Being a writer is a curse, I tell you.
Half the published books I read, I can't completely enjoy BECAUSE I ANALYZE THEM.
You see, we writers have little rules-of-thumb and tips-for-cleaner-writing floating around in our heads at all times. Which is usually great, because they help us become better writers (in theory). The problem is, they nag even when we're reading. Which is annoying. They make us want to take perfectly good published books and go at them with our red pens flourished.
For instance, I've been reading a book that is filled with creative tags.
I'm sure the writer thought she was very clever using lots and lots of big words to describe how her characters were saying certain things. Words like "pontificated" and "enthused" were thrown around freely, as if they could improve the dialog.
But all they made me want to do was throw the book across the room.

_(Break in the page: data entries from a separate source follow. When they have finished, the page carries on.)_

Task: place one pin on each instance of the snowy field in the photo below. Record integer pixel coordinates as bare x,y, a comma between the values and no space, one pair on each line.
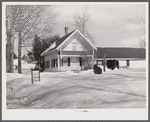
121,88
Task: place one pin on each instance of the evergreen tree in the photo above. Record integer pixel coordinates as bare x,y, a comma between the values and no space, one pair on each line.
15,56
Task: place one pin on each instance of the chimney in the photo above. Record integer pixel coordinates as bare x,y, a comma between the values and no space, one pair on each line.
66,30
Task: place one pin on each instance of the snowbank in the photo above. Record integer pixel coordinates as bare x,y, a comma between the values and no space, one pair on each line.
137,64
12,76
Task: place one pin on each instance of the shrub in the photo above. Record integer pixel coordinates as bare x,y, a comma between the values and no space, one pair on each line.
97,70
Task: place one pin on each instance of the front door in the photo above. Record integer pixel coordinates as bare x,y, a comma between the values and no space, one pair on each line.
74,63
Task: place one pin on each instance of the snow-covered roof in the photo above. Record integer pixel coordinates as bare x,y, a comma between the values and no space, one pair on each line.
60,41
120,52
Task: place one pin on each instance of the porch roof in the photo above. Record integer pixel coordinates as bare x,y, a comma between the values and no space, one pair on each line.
120,53
76,53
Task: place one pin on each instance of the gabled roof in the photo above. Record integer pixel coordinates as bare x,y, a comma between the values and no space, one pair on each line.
60,41
57,43
120,52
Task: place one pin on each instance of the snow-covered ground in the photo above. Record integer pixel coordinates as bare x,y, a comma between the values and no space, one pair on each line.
120,88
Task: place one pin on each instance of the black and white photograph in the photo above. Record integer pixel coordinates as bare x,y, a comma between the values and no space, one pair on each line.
78,57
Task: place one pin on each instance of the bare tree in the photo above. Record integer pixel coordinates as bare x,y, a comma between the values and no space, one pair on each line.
142,41
81,21
27,21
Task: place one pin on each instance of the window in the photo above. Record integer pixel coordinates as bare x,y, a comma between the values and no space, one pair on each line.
74,46
80,60
68,61
54,62
47,64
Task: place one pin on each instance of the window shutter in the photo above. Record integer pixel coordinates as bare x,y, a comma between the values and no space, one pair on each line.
62,61
68,61
80,60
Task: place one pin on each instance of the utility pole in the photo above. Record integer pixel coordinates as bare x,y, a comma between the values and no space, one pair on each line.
19,52
9,49
104,63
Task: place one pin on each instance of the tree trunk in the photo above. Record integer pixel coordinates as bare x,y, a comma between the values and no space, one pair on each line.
19,52
9,50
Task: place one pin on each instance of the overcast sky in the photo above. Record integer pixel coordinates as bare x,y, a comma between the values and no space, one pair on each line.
111,25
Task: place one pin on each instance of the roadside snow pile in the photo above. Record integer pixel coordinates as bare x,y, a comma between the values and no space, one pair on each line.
12,76
137,64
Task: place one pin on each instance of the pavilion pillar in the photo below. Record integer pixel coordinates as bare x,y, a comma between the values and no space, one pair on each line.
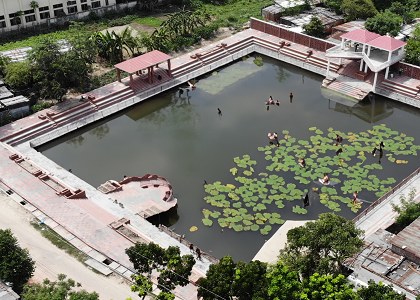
118,75
328,69
169,67
374,81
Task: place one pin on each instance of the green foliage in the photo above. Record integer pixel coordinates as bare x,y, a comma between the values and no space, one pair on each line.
283,284
379,291
241,280
315,27
173,268
18,75
384,22
334,5
142,285
16,266
111,46
358,9
321,246
57,290
404,11
327,286
408,211
412,49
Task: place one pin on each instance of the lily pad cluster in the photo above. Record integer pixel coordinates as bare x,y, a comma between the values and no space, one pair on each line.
260,190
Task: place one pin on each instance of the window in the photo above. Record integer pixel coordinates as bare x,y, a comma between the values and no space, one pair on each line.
72,9
30,18
44,12
96,4
15,19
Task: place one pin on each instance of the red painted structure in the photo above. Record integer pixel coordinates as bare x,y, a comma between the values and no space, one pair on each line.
148,61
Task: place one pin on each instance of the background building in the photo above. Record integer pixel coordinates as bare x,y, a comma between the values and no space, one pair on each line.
17,14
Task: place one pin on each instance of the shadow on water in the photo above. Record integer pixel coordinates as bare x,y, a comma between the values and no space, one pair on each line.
184,139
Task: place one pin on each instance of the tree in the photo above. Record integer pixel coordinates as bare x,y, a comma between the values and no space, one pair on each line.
18,75
172,268
218,280
384,23
230,280
314,27
358,9
321,246
16,266
56,290
320,287
142,285
379,291
412,49
408,211
283,284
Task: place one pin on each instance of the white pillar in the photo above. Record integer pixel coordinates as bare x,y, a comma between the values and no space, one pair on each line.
374,81
328,69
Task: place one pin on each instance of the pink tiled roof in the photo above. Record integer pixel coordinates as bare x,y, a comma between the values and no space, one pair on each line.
386,43
142,62
360,35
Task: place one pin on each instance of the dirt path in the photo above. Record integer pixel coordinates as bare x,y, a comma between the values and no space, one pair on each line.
51,261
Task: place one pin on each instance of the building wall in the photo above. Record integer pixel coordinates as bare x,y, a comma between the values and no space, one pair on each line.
51,11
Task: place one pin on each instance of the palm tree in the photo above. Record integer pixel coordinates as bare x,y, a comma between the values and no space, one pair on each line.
34,5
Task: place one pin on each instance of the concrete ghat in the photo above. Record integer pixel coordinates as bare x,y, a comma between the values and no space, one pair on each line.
270,250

They distracted me. I realized after I finished a page that I had no idea what the characters had been talking about, because I'd been too busy counting the author's creative alternatives to "said."
Please put me out of my misery!
If you've ever received a critique from me and you are a creative-tag-user, you probably listened to my spiel about simple tags (only "said" and "cried" allowed, and maybe "shouted"). My argument always is, if your dialog is strong, you don't need fancy tags.
I know some people choose to take my advice and some don't. Which is totally fine. It's one of those rules we throw around in the writing community, but outside the writing community? Let's face it, normal readers probably DON'T CARE.
Please don't use "pontificate." For the love of all things tidy, if your character is pontificating, please show us they're pontificating instead of telling us the sentence they just said is a pontification. This is all I ask!
How about you? Do you use creative tags? Do you have other writing rules ping-ponging in your head that make you a fault-finding reader?